A 4Å region around the conserved active site aspartates (D255 and D256) is selected to perform the docking.41, 42 The active site of a randomly selected model contains the following amino acids; R50, W112, Y114, P115, C117, N190, I252, L253, S254, M289, S290, and E291 or T291. These amino acids are conserved except for amino acid number 291 that is Glutamate (E) in all Betacoronavirus and Threonine (T) in NL63, and 229E.

3.2. Quantitative Structure‐Activity Relationships (QSAR)

Tables 1 and 2 show the calculated values of some Quantitative Structure‐Activity Relationship (QSAR) parameters. These values are calculated for the DFT (B88LYP functional) optimized structures of the nucleotides (ATP, UTP, CTP, and GTP), their analogues (MK‐0608, Sofosbuvir, R7128, and IDX‐184, respectively) and Ribavirin.

Table 1.

QSAR parameters representing the stability of the structures calculated for the nucleotides, their modification analogues and Ribavirin

Nucleotides and drugs Steric energy (kcal/mol) Dielectric energy (kcal/mol) Heat of formation (kcal/mol) Energy gap (LUMO‐HOMO)
ATP 27.8 −3.283 −697.35 3.452
UTP 7.163 −3.381 −849.40 3.744
CTP −20.896 −4.004 −788.90 3.729
GTP −27.431 −3.706 −753.24 3.122
MK‐0608 triphosphate 37.503 −3.283 −706.43 3.705
Sofosbuvir triphosphate −0.464 −3.381 −848.97 3.785
R7128 triphosphate −5.574 −4.004 −788.10 3.621
IDX‐184 triphosphate −17.548 −3.706 −756.93 3.201
Ribavirin triphosphate 68.154 −3.427 −753.76 3.773

HOMO, highest occupied molecular orbital; LUMO, lowest unoccupied molecular orbital.

The structures are optimized quantum mechanically using DFT (B88LYP functional). Each nucleotide analogue was compared to its parent nucleotide and the best drug values presented in Bold. In addition, each nucleotide analogue was compared to Ribavirin and the best drug values are underlined.

Table 2.

QSAR parameters representing the reactivity of the structures calculated for the nucleotides, their modifications analogues and Ribavirin

Nucleotides and drugs Electron affinity (eV) Dipole moment (Debye) Log P Solvent accessible surface area (Å2) Polarizability (Å3) Molar refractivity
ATP 2.035 1.866 0.337 393.59 30.373 94.699
UTP 2.197 7.795 −0.061 384.163 27.802 88.675
CTP 2.158 7.380 0.141 367.959 27.444 88.785
GTP 1.939 5.373 −0.068 399.688 31.663 95.838
MK‐0608 triphosphate 2.050 9.109 0.415 397.394 31.402 99.337
Sofosbuvir triphosphate 2.221 8.057 0.542 388.528 27.82 86.983
R7128 triphosphate 2.228 8.949 0.823 395.047 28.048 91.73
IDX‐184 triphosphate 1.901 8.516 0.01 418.933 32.636 100.476
Ribavirin triphosphate 2.126 2.953 0.251 370.762 25.956 85.228

Log P is the logarithm of the partition coefficient, which measure the distribution of the compound in lipid/water system.

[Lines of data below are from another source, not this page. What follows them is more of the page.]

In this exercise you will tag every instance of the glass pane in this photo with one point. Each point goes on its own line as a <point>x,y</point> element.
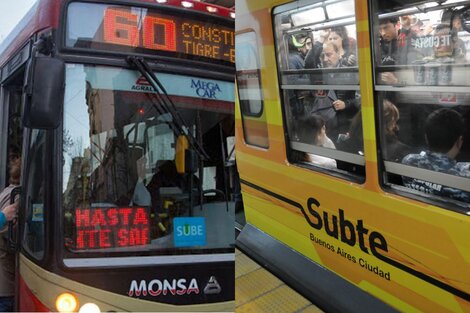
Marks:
<point>319,82</point>
<point>126,185</point>
<point>422,48</point>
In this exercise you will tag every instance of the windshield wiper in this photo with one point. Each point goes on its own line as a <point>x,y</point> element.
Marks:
<point>166,104</point>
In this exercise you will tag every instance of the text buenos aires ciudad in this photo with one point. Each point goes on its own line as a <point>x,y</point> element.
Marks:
<point>344,230</point>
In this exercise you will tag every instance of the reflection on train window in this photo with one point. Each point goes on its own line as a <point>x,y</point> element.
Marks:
<point>423,100</point>
<point>317,59</point>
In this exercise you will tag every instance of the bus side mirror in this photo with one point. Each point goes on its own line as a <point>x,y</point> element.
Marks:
<point>182,145</point>
<point>44,93</point>
<point>465,19</point>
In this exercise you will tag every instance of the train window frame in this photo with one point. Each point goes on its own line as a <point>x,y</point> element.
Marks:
<point>429,94</point>
<point>300,152</point>
<point>249,88</point>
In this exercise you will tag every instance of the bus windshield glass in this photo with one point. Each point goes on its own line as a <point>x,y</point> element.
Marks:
<point>123,186</point>
<point>141,30</point>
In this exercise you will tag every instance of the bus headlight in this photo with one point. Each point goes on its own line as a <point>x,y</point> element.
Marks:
<point>89,308</point>
<point>66,302</point>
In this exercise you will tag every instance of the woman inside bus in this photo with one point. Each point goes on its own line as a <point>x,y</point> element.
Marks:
<point>7,259</point>
<point>313,130</point>
<point>339,37</point>
<point>444,131</point>
<point>395,149</point>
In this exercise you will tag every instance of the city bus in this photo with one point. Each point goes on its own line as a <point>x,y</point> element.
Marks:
<point>352,145</point>
<point>123,115</point>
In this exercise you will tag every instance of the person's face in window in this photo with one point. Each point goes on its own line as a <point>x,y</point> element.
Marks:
<point>321,137</point>
<point>335,39</point>
<point>457,23</point>
<point>306,47</point>
<point>407,20</point>
<point>388,31</point>
<point>444,47</point>
<point>329,56</point>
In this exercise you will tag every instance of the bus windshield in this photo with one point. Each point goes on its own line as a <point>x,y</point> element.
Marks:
<point>122,188</point>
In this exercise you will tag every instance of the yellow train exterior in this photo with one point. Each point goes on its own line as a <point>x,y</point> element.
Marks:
<point>411,253</point>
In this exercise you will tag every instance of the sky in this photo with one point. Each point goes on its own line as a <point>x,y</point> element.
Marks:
<point>11,12</point>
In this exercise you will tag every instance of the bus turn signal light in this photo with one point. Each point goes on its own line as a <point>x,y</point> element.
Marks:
<point>89,308</point>
<point>66,302</point>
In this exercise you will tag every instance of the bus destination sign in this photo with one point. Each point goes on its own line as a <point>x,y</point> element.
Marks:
<point>157,31</point>
<point>111,227</point>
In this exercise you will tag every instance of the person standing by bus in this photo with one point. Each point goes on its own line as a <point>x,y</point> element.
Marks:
<point>7,259</point>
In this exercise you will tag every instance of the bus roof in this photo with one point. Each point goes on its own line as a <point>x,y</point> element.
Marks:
<point>44,14</point>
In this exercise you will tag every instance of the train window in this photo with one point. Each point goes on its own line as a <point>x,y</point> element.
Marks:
<point>250,92</point>
<point>34,226</point>
<point>316,51</point>
<point>421,83</point>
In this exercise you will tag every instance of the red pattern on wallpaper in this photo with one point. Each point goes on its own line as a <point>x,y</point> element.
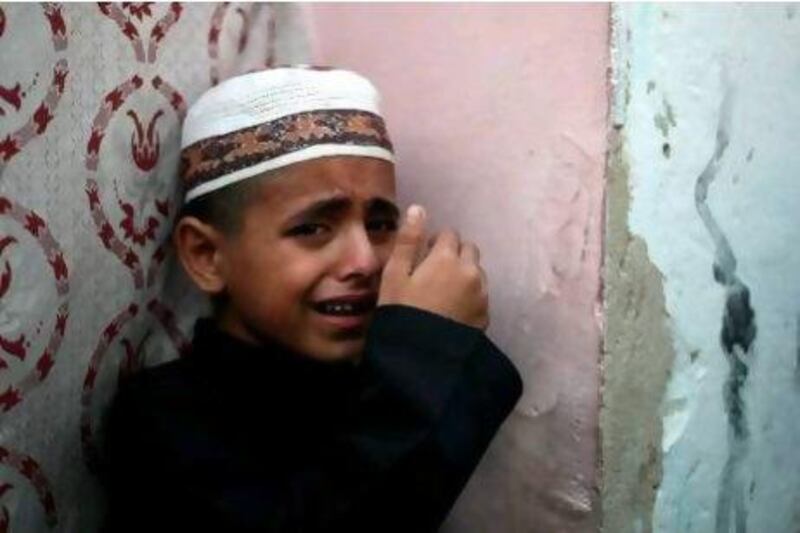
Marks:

The structures are optimized quantum mechanically using DFT (B88LYP functional). Each nucleotide analogue was compared to its parent nucleotide and the best drug values represented in Bold. In addition, each nucleotide analogue was compared to Ribavirin and the best drug values are underlined.

Table 1 shows some parameters that reflect the stability of the structures (dielectric energy, steric energy, heat of formation, and the frontier energy gap [LUMO‐HOMO energy]) while Table 2 shows other parameters that reflect the reactivity of the structures (dipole moment, electron affinity, molar refractivity, polarizability, Log P, and solvent accessible surface area).29

Nucleotide analogues are probably all similar to the parent nucleotides in their stability. The parameters showing favorable values are in bold numbers (Table 1). On the other hand, the nucleotide analogues are more stable compared to Ribavirin in the majority of the stability parameters presented in Table 1 (underlined values). This is apparent from steric energy, heat of formation and energy gap parameters that have lower (better) values for nucleotide analogues compared to Ribavirin.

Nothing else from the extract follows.